Figure 5-7: 65nm Hybrid LDO test chip – DC Measurements – Load Regulation Plot @50mV dropout



Figure 5-8: 65nm Hybrid LDO test chip – DC Measurements – Line Regulation Plot @20mA ILOAD

The amplifier consumes a power of  $230\mu$ W and Figure 5-9 shows the PSRR performance of the LDO when the analog loop is enabled and disabled. The LDO with analog loop enabled achieves a total PSRR of -12.16dB at 100Hz frequency. This corresponds to an additional supply noise rejection of ~16.5dB at 100Hz frequency because of the analog loop integration.

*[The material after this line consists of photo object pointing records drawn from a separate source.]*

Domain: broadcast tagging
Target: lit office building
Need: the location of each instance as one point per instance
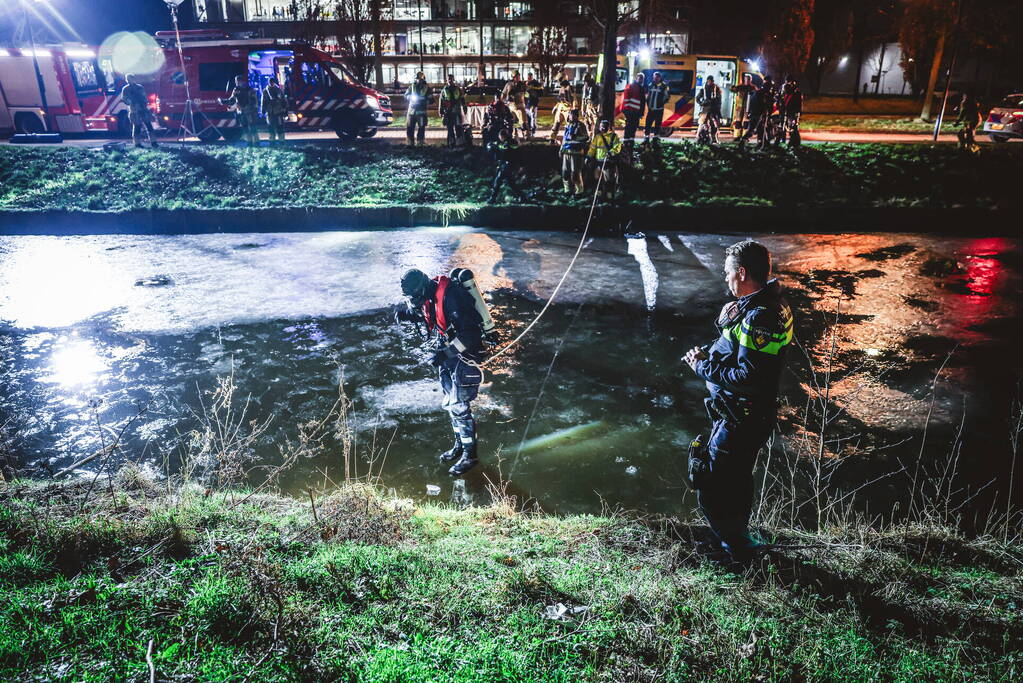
(441, 37)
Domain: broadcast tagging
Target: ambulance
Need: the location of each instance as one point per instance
(321, 92)
(684, 75)
(79, 94)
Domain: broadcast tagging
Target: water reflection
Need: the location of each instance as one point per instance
(594, 405)
(75, 363)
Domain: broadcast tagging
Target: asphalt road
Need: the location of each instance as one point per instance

Figure 5-9: 65nm Hybrid LDO test chip – DC Measurements – PSRR measurement

#### 5.3.4 Performance Comparison

Table 5-1 compares the measured data of the hybrid LDO with the synthesizable PID controller from section 3.3.1 and other state of the art LDO architectures. From the table, we can see that the hybrid LDO architecture with analog fine loop achieves better PSRR performance when compared to the fully-digital architecture. While [54] achieves the best PSRR of -25dB using NMOS switches operating in sub-threshold region, the maximum load current supported and the transient response of the controller are severely degraded. [56] also achieves a good PSRR performance, but looses the synthesizability due to the analog LDO architecture. In addition, the

output cap used by both [54], [56] are much high compared to the fully synthesizable PID controller architecture and the hybrid LDO architecture presented in this work. In addition, to the improvement in PSRR performance, the hybrid LDO also achieves the fastest response time when compared to other works.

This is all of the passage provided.